In this activity, students connect the idea of “nearest multiple” to rounding. They are reminded that to round to the nearest thousand, ten-thousand, and hundred-thousand is to find the nearest multiples of these values. When they find all of the numbers that round to a given number, students need to think carefully about place value and may choose to use a number line to support their reasoning (MP5).

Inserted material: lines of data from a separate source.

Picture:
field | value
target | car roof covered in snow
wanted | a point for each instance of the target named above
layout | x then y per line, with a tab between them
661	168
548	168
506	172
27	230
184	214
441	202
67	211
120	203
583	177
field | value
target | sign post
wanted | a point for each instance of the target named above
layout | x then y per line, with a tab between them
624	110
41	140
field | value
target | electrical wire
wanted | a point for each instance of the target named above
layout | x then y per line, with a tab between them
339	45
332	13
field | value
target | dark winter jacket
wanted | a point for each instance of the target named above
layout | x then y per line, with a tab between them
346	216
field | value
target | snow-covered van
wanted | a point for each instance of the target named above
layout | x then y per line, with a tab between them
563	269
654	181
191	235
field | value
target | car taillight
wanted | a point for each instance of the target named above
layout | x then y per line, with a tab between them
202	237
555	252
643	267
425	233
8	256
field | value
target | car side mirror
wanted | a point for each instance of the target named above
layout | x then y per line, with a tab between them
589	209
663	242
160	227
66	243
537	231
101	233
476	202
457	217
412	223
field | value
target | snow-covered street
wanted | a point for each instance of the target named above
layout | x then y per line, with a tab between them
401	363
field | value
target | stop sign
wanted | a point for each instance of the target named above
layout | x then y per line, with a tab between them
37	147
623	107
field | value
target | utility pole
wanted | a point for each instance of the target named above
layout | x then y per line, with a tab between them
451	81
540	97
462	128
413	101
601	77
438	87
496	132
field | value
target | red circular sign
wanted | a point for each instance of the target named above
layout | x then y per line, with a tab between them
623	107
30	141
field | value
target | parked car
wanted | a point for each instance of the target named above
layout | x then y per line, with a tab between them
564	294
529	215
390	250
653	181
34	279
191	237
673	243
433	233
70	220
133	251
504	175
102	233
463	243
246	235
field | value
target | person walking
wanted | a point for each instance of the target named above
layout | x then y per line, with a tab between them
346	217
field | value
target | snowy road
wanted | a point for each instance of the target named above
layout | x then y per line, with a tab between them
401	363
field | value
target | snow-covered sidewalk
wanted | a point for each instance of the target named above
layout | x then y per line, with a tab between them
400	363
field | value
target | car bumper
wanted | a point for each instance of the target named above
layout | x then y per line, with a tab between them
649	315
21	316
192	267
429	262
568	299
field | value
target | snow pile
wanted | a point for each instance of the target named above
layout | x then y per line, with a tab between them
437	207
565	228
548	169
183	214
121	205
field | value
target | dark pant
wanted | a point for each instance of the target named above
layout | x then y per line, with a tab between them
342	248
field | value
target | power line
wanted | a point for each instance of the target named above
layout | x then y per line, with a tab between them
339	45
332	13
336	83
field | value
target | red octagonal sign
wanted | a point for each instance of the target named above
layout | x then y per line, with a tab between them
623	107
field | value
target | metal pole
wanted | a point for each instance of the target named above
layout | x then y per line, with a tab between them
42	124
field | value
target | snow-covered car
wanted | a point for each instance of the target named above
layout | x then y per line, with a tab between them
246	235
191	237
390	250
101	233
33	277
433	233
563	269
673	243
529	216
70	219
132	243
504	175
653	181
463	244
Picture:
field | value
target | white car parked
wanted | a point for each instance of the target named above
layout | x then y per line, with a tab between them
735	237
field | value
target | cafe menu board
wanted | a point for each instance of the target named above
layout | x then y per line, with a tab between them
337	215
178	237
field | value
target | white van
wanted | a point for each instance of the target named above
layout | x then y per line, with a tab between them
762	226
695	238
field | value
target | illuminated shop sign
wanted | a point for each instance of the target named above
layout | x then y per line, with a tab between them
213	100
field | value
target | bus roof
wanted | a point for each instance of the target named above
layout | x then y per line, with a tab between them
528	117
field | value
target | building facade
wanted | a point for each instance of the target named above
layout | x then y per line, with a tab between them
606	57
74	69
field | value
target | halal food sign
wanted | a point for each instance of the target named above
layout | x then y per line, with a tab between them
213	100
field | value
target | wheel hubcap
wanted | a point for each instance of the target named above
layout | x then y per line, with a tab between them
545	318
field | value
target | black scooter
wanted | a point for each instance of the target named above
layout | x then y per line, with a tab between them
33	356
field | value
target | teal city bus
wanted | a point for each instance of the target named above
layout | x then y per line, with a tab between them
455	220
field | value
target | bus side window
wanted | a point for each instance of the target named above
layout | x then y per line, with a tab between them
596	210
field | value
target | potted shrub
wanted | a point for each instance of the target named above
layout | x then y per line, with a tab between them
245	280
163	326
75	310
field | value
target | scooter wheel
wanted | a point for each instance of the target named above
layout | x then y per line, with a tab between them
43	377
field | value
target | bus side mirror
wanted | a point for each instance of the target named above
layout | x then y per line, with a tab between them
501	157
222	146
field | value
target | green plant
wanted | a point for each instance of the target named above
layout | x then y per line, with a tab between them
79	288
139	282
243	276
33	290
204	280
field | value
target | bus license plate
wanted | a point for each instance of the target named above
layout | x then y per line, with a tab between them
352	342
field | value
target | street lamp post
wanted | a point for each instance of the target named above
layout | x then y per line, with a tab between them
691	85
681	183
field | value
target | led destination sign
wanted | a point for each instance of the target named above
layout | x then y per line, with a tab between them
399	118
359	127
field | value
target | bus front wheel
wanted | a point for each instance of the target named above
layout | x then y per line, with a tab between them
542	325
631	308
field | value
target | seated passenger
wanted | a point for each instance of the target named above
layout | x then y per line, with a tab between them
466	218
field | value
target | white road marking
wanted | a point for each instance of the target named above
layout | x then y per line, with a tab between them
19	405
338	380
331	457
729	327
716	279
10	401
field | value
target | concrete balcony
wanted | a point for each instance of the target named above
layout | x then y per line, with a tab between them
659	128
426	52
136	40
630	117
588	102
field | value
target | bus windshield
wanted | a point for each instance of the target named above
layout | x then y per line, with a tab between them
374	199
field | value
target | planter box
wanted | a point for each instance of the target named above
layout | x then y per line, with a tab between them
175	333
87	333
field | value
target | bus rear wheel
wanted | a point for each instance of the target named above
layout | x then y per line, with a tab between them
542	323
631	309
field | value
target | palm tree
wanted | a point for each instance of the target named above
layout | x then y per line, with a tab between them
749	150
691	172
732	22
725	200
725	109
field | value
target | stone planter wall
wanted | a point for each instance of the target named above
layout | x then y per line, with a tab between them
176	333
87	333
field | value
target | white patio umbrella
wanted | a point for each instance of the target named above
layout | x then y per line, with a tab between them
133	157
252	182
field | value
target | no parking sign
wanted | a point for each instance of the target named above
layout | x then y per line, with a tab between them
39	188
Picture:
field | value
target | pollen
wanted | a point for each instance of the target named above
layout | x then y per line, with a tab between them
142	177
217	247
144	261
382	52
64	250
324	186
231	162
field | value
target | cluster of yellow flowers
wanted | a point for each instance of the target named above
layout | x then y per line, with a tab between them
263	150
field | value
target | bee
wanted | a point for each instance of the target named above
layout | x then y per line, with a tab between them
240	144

If students list some, but not all, of the numbers that can be rounded to 500,000 (or 490,000), consider asking:

• “¿Cómo sabes que esos números se redondean a 500,000?” // “How do you know that those numbers round to 500,000?”
• “¿Qué números no se pueden redondear a 500,000 por ser demasiado pequeños? ¿Qué números no se pueden redondear a 500,000 por ser demasiado grandes?” // “Which numbers cannot be rounded to 500,000 because they are too low? Which numbers cannot be rounded to 500,000 because they are too high?”

• Display the number line from the activity.
• Select students to share their responses and reasoning for the first three problems. Record their responses.
• If no students mentioned using number lines to help them identify all the possible numbers that round to 500,000 and 490,000, ask them to try showing the ranges on the number line.
• Display students’ annotated number lines or the following:

  

  

• “¿Cómo encontraron los números que se pueden redondear tanto a 500,000 como a 490,000?” // “How did you find numbers that can be rounded to both 500,000 and 490,000?” (I chose numbers that are between 485,000 and 494,999, since all of them can be rounded to 500,000. Numbers outside of that interval cannot be rounded to 490,000.)

In this activity, students round numbers to various place values. For the first time, students encounter a number that rounds to one million and some that round to 0. (For example, 4,896, rounded to the nearest hundred-thousand is 0.) Students may wonder why we round a number in the thousands to the nearest hundred-thousand. Make note of such ideas to discuss in the next lesson where students explore rounding in context and see that it often involves giving meaningful information.

• Display the blank table from the activity. Invite students to share their responses to complete the table. Discuss any disagreements.
• “El número 96,500 está a la misma distancia de 96,000 que de 97,000. ¿Cómo sabemos cuál escoger si queremos redondearlo al múltiplo de mil más cercano?” // “The number 96,500 is the same distance from 96,000 and 97,000. How do we know which way to go if rounding to the nearest thousand?” (By convention, we round up.)

In this optional activity, students round multi-digit whole numbers in the context of population. They describe the effect of rounding large numbers to different places and how the rounded values may illuminate or obscure a situation, and may help or hinder problem solving. Along the way, students engage in aspects of mathematical modeling (MP4).

• Select groups to share the matches they made and their reasoning.
• Display the completed table.
• Invite students to briefly share their responses to the last problem, using the table to aid their explanations.
• Point out that, in reality, it is unlikely to accurately count the exact number of people in a state. Highlight that rounding can be a useful way to get a sense of a quantity, but it requires making some decisions about what is most meaningful in a situation.